このため、4月の客単価は同31.3%増、5月は同43.3%増となりました(日本フードサービス協会調査)。つまり、一人の顧客が複数人数分の商品を購入したケースが多かったためです。

4〜5月は、在宅ワークの増加、外出自粛要請などを背景にデリバリーやテイクアウトへのニーズが高まりました。すかいらーくHD(証券コード:3197)が早くからデリバリーを導入しており、2019年12月期でデリバリー売上高は231億円と全売上高の6%を占めます。

数字は開示していませんが、日本マクドナルドHD(2702)のデリバリー売上高も100億円超あるといちよし研究所では試算しています。
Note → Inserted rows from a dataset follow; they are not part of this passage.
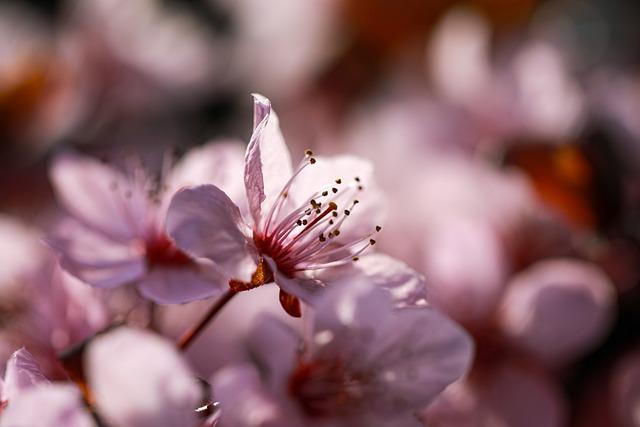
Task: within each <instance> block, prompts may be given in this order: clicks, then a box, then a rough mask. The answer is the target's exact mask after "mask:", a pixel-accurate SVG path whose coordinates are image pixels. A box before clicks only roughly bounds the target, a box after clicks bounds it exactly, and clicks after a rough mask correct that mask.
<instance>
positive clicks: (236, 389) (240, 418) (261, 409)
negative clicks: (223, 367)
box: [212, 364, 300, 427]
mask: <svg viewBox="0 0 640 427" xmlns="http://www.w3.org/2000/svg"><path fill="white" fill-rule="evenodd" d="M212 388H213V393H214V398H215V399H216V400H218V401H220V403H221V411H222V417H221V421H222V425H223V426H229V427H231V426H233V427H294V426H298V425H300V424H296V423H295V419H291V418H292V416H293V415H294V414H291V415H289V414H287V415H289V416H287V417H283V414H282V413H281V407H280V406H279V405H278V403H277V402H276V401H275V400H274V399H273V397H272V396H271V395H270V394H269V393H268V392H267V391H266V390H265V388H264V387H263V385H262V383H261V381H260V377H259V375H258V372H257V371H256V369H255V368H254V367H253V365H246V364H240V365H235V366H232V367H228V368H223V369H222V370H220V371H219V372H218V373H217V374H216V375H215V376H214V377H213V380H212ZM287 418H288V419H289V421H290V422H287V421H285V420H287Z"/></svg>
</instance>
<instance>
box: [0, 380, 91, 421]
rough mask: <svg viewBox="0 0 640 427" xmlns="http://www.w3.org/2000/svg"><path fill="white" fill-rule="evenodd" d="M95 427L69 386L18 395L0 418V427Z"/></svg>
mask: <svg viewBox="0 0 640 427" xmlns="http://www.w3.org/2000/svg"><path fill="white" fill-rule="evenodd" d="M18 426H25V427H26V426H38V427H60V426H65V427H96V423H95V422H94V421H93V418H92V417H91V415H90V414H89V412H88V411H87V410H86V408H85V406H84V403H83V402H82V395H81V394H80V391H79V390H78V389H77V388H76V387H75V386H73V385H70V384H65V385H43V386H39V387H34V388H31V389H29V390H26V391H25V392H24V393H21V394H20V395H19V396H17V397H16V398H15V399H12V400H11V403H10V404H9V405H8V406H7V409H6V410H5V411H3V412H2V416H1V417H0V427H18Z"/></svg>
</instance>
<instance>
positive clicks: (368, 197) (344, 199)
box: [289, 155, 386, 241]
mask: <svg viewBox="0 0 640 427" xmlns="http://www.w3.org/2000/svg"><path fill="white" fill-rule="evenodd" d="M356 178H358V179H359V181H356ZM336 179H340V182H341V183H340V184H338V183H336ZM331 187H335V188H336V189H337V190H338V193H336V197H337V198H334V199H335V200H336V203H337V204H338V210H339V212H342V211H343V210H344V209H349V210H350V211H351V214H350V215H349V218H348V219H347V220H346V221H345V222H344V223H343V225H342V227H340V238H341V239H343V241H349V240H351V239H354V238H358V237H362V236H363V235H366V234H369V233H372V232H374V231H375V227H376V226H377V225H382V224H383V222H384V219H385V216H386V205H385V198H384V195H383V192H382V190H381V189H380V188H379V187H378V185H377V184H376V182H375V180H374V173H373V164H372V163H371V162H369V161H367V160H364V159H362V158H359V157H355V156H346V155H344V156H335V157H322V156H317V157H316V163H314V164H313V165H310V166H308V167H307V168H306V169H305V170H304V171H303V172H302V173H300V175H298V177H296V180H295V183H294V185H293V186H292V187H291V190H290V191H289V194H290V195H291V197H292V199H294V200H295V201H296V202H297V203H296V204H300V203H304V202H305V201H306V200H307V199H308V198H309V196H310V195H312V194H314V193H315V192H320V191H323V190H330V189H331ZM358 188H362V190H358ZM342 194H344V196H341V195H342ZM354 200H358V202H359V203H358V204H357V205H355V206H353V207H352V205H353V201H354Z"/></svg>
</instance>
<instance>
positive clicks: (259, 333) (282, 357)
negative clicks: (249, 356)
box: [248, 314, 301, 387]
mask: <svg viewBox="0 0 640 427" xmlns="http://www.w3.org/2000/svg"><path fill="white" fill-rule="evenodd" d="M248 339H249V350H250V352H251V357H252V358H254V359H255V360H259V361H260V368H261V369H262V370H264V372H263V374H264V377H265V378H268V379H269V380H270V382H271V386H273V387H276V386H277V385H278V384H281V383H282V382H283V381H286V377H287V375H288V374H289V373H291V369H292V367H293V366H295V363H296V361H297V358H298V356H299V354H298V350H299V346H300V342H301V340H300V337H299V335H298V334H297V333H296V331H294V330H293V328H291V327H290V326H288V325H286V324H285V323H283V322H282V321H280V320H279V319H276V318H275V317H273V315H268V314H262V315H261V316H260V317H259V318H257V319H255V323H254V327H253V329H252V330H251V332H250V333H249V337H248Z"/></svg>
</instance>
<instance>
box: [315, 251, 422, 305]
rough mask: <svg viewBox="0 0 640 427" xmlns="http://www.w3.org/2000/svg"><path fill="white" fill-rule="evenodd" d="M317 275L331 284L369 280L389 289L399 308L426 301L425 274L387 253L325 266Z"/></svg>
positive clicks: (390, 293) (345, 284)
mask: <svg viewBox="0 0 640 427" xmlns="http://www.w3.org/2000/svg"><path fill="white" fill-rule="evenodd" d="M316 278H317V279H318V280H320V281H322V282H323V283H325V284H326V285H327V286H331V287H334V286H348V285H349V284H351V283H354V282H356V281H368V282H369V283H371V284H372V285H374V286H379V287H380V288H382V289H385V290H387V291H388V292H389V293H390V294H391V297H392V299H393V303H394V306H396V307H403V306H408V305H423V304H425V303H426V294H427V284H426V280H425V278H424V276H422V274H420V273H418V272H417V271H415V270H413V269H412V268H410V267H409V266H408V265H406V264H404V263H403V262H400V261H398V260H396V259H395V258H392V257H390V256H388V255H383V254H369V255H364V256H361V257H360V259H359V260H358V262H355V263H350V264H347V265H345V266H342V267H338V268H331V269H326V270H324V271H322V272H321V273H319V274H318V275H317V276H316Z"/></svg>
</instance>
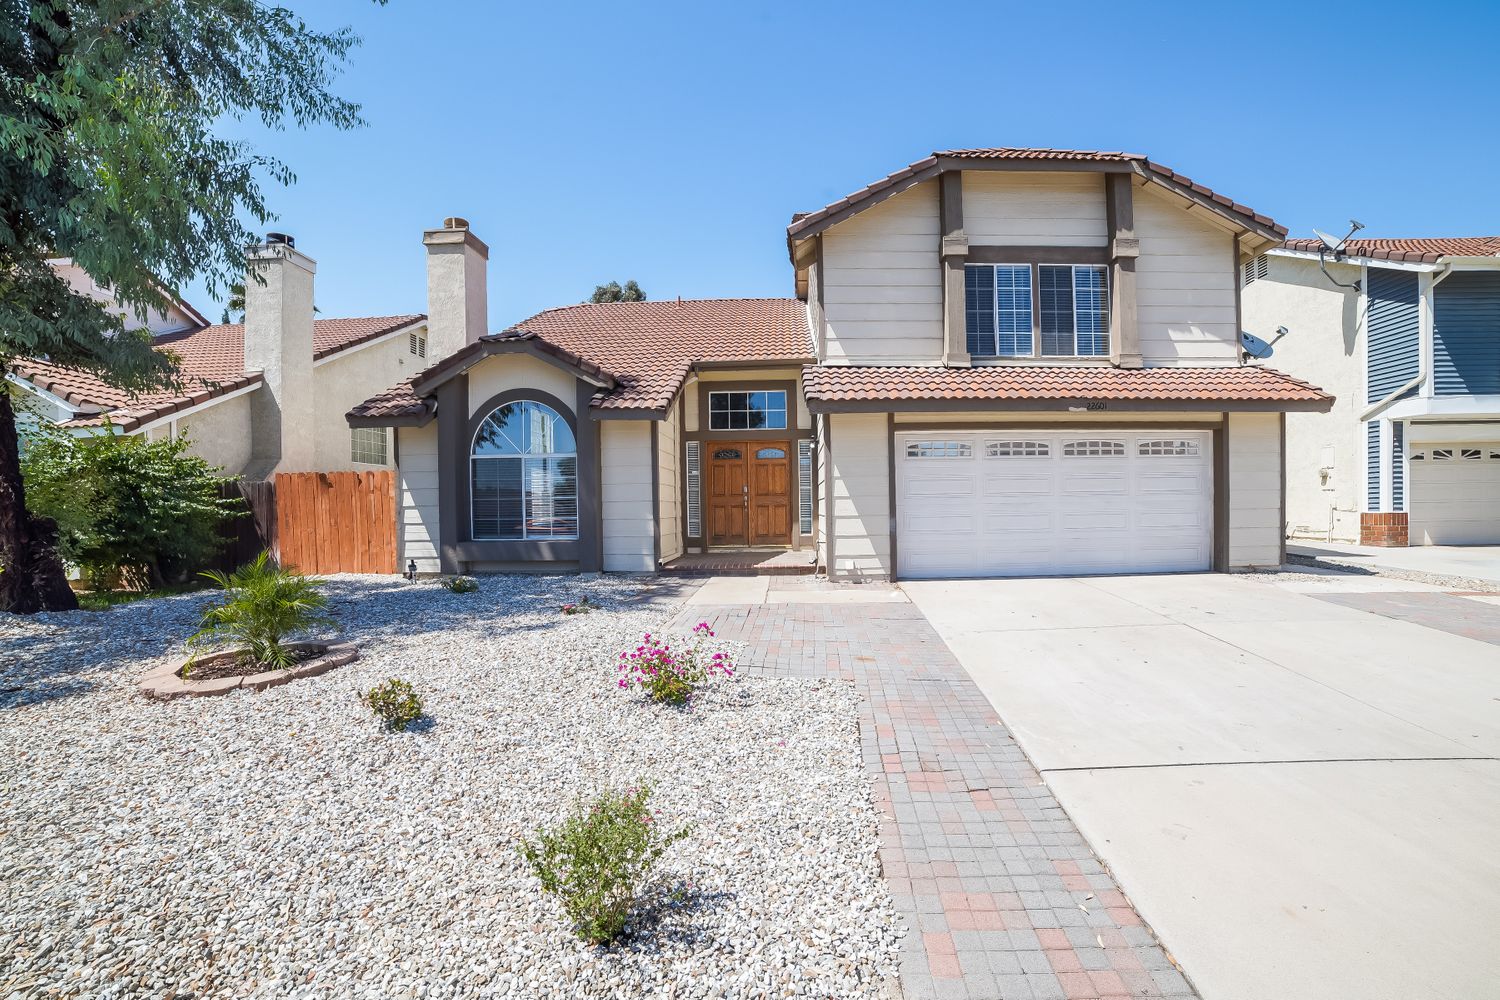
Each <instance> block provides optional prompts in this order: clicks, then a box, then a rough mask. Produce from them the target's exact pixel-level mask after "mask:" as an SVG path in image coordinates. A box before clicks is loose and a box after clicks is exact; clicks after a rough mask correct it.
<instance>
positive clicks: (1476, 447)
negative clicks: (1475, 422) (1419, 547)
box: [1407, 441, 1500, 546]
mask: <svg viewBox="0 0 1500 1000" xmlns="http://www.w3.org/2000/svg"><path fill="white" fill-rule="evenodd" d="M1407 462H1409V468H1410V469H1412V489H1410V510H1409V511H1407V540H1409V541H1410V543H1412V544H1415V546H1497V544H1500V441H1497V442H1494V444H1455V445H1422V447H1421V448H1418V447H1413V448H1412V451H1410V454H1409V456H1407Z"/></svg>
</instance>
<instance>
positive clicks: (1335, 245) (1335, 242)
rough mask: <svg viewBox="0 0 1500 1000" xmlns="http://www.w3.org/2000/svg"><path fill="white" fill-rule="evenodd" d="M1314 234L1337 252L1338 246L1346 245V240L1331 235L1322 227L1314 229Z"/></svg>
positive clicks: (1337, 249) (1328, 248) (1326, 246)
mask: <svg viewBox="0 0 1500 1000" xmlns="http://www.w3.org/2000/svg"><path fill="white" fill-rule="evenodd" d="M1313 235H1316V237H1317V238H1319V240H1323V246H1326V247H1328V249H1331V250H1334V252H1335V253H1338V247H1341V246H1344V240H1340V238H1338V237H1331V235H1329V234H1326V232H1323V231H1322V229H1314V231H1313Z"/></svg>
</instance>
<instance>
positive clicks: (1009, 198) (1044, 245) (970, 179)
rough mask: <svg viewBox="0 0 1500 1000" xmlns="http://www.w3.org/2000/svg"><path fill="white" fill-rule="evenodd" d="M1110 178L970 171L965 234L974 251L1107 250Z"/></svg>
mask: <svg viewBox="0 0 1500 1000" xmlns="http://www.w3.org/2000/svg"><path fill="white" fill-rule="evenodd" d="M1106 177H1107V174H1095V172H1076V174H1061V172H1056V171H1050V172H1044V171H1037V172H1032V171H974V169H971V171H965V172H963V231H965V232H966V234H968V237H969V244H971V246H986V244H989V246H1106V244H1107V243H1109V229H1107V226H1106V216H1104V180H1106Z"/></svg>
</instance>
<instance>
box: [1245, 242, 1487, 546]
mask: <svg viewBox="0 0 1500 1000" xmlns="http://www.w3.org/2000/svg"><path fill="white" fill-rule="evenodd" d="M1320 246H1322V244H1320V241H1319V240H1289V241H1287V243H1286V244H1284V246H1283V247H1280V249H1275V250H1271V252H1269V253H1266V255H1265V256H1257V258H1254V259H1251V261H1247V262H1245V265H1244V268H1242V276H1241V280H1242V283H1244V291H1242V292H1241V294H1242V298H1244V307H1245V319H1247V328H1248V330H1250V331H1251V333H1254V334H1257V336H1262V337H1268V336H1269V334H1271V331H1274V330H1275V328H1277V327H1283V325H1284V327H1287V328H1289V331H1290V333H1289V336H1287V337H1286V339H1284V340H1281V342H1280V343H1278V345H1277V348H1275V364H1277V366H1280V367H1284V369H1286V370H1289V372H1293V373H1296V375H1299V376H1304V378H1308V379H1311V381H1314V382H1317V384H1320V385H1325V387H1328V388H1329V390H1331V391H1334V393H1335V394H1337V396H1338V402H1337V403H1335V406H1334V409H1332V411H1329V412H1325V414H1295V415H1292V417H1290V418H1289V421H1287V471H1289V480H1287V517H1289V531H1290V534H1292V535H1293V537H1314V538H1329V540H1350V541H1353V540H1358V541H1362V543H1367V544H1382V546H1406V544H1500V237H1476V238H1418V240H1353V241H1350V243H1349V244H1347V246H1346V247H1343V250H1341V253H1340V255H1338V256H1337V258H1335V255H1332V253H1325V258H1326V268H1328V274H1325V273H1323V268H1322V267H1320V261H1319V247H1320ZM1335 282H1337V283H1335Z"/></svg>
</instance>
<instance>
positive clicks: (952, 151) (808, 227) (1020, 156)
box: [786, 147, 1287, 240]
mask: <svg viewBox="0 0 1500 1000" xmlns="http://www.w3.org/2000/svg"><path fill="white" fill-rule="evenodd" d="M941 159H969V160H1038V162H1046V160H1073V162H1092V163H1133V165H1136V169H1137V171H1139V172H1140V174H1143V175H1145V177H1149V178H1154V180H1157V181H1160V183H1163V184H1166V186H1167V187H1172V186H1179V187H1187V189H1188V190H1191V192H1194V193H1196V195H1199V196H1200V198H1206V199H1208V201H1211V202H1214V204H1215V205H1218V207H1220V208H1221V210H1223V211H1224V213H1229V214H1235V216H1239V217H1241V219H1242V220H1251V222H1254V223H1256V225H1259V226H1263V228H1266V229H1271V231H1272V232H1275V234H1277V235H1280V237H1286V234H1287V229H1286V226H1283V225H1278V223H1277V220H1275V219H1272V217H1271V216H1265V214H1262V213H1259V211H1256V210H1253V208H1250V207H1248V205H1242V204H1239V202H1238V201H1233V199H1232V198H1226V196H1224V195H1220V193H1217V192H1215V190H1212V189H1209V187H1206V186H1203V184H1200V183H1197V181H1194V180H1193V178H1190V177H1184V175H1182V174H1179V172H1176V171H1175V169H1172V168H1170V166H1164V165H1161V163H1155V162H1152V160H1151V159H1148V157H1146V156H1142V154H1140V153H1122V151H1107V150H1047V148H1020V147H998V148H983V150H938V151H936V153H933V154H932V156H929V157H926V159H921V160H916V162H915V163H912V165H909V166H904V168H901V169H898V171H895V172H894V174H889V175H886V177H882V178H880V180H877V181H874V183H873V184H867V186H864V187H861V189H859V190H856V192H853V193H852V195H847V196H844V198H840V199H838V201H835V202H832V204H828V205H823V207H822V208H819V210H817V211H807V213H796V214H795V216H792V223H790V225H789V226H787V228H786V235H787V240H795V238H796V237H798V235H799V234H802V232H805V231H808V229H814V228H817V225H819V223H822V222H823V220H826V219H829V217H831V216H834V214H837V213H840V211H843V210H844V208H849V207H850V205H856V204H859V202H861V201H864V199H867V198H871V196H874V195H879V193H880V192H885V190H888V189H891V187H894V186H898V184H904V186H910V184H913V183H916V181H919V180H924V178H926V177H929V175H932V174H935V172H938V171H941V169H942V166H941V163H939V160H941ZM1038 169H1044V168H1038Z"/></svg>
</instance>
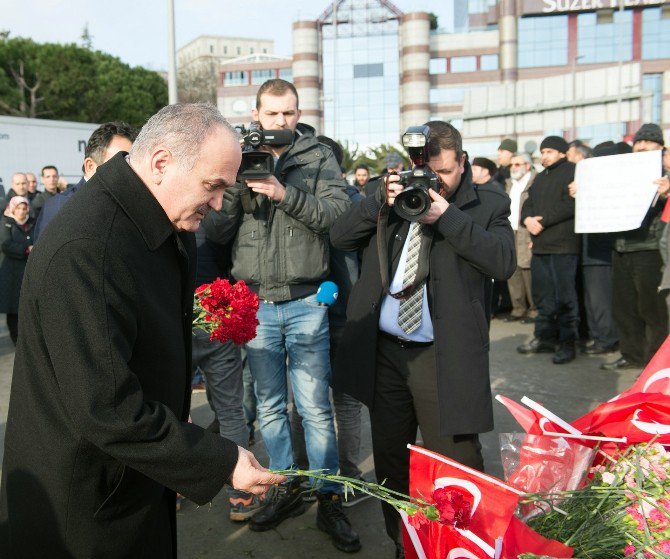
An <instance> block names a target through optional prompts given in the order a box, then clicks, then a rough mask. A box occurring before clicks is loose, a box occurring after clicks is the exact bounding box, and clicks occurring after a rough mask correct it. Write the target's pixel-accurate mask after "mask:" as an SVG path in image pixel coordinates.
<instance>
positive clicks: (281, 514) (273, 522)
mask: <svg viewBox="0 0 670 559" xmlns="http://www.w3.org/2000/svg"><path fill="white" fill-rule="evenodd" d="M295 481H296V480H295V479H293V480H291V481H290V482H289V483H282V484H281V485H277V486H275V487H273V488H272V489H270V491H269V492H268V496H267V497H266V498H265V505H264V506H263V508H262V509H261V510H259V511H258V512H257V513H256V514H255V515H254V516H253V517H251V520H249V528H250V529H251V530H253V531H254V532H265V531H266V530H272V528H276V527H277V526H279V525H280V524H281V523H282V522H284V520H286V519H287V518H292V517H294V516H300V515H301V514H302V513H304V512H305V503H303V501H302V495H301V493H300V484H299V483H295Z"/></svg>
また、「銀のさら」など寿司のデリバリーを行っているライドオンエクスプレスHD(6082)は、自社ブランドの「銀のさら」「釜寅」などのほか、ほかのレストランの食事を代行で届ける「ファインダイン」事業への出店増加ペースが高まりました。

テイクアウトもIT化で好調

テイクアウトもIT化が進んでいます。くら寿司(2695)や王将フードサービス(9936)、日本マクドナルドHDはスマートフォンアプリを活用。消費者は注文から決済までをスマートフォンで行い、店に指定した時間に商品を受け取りに行くという仕組みです。待ち時間がほとんどなく、現金のやり取りがないなどが新しい、もちろん企業側にはデータが蓄積されます。

この3社の5月のテイクアウト売上は、前年同月比2倍以上と好調に推移しました。各社の4~5月の既存店客単価をみると、先ほどの3社に加えてアークランドサービスHD(3085)、スシローグローバルHD(3563)、カッパ・クリエイト(7421)、元気寿司(9828)などは前年同月比10%増以上で推移しており、ファミリー需要を取り込んだとみられます。

消費者は、(1)家で食事をする(2)外食店で食事をする(3)コンビニや持ち帰り弁当チェーンで買った商品を家で食べることに加えて、(4)ネットで注文して食事を運んでもらう(5)ネットで注文して自分が食事をとりに行く、という選択肢が増えたといえます。

デリバリーそのものは、昔からありましたが、ネット注文、ネット決済、食材の受け取りがソーシャルディスタンスとなったのが、大きく異なり、利便性が高まったと言えます。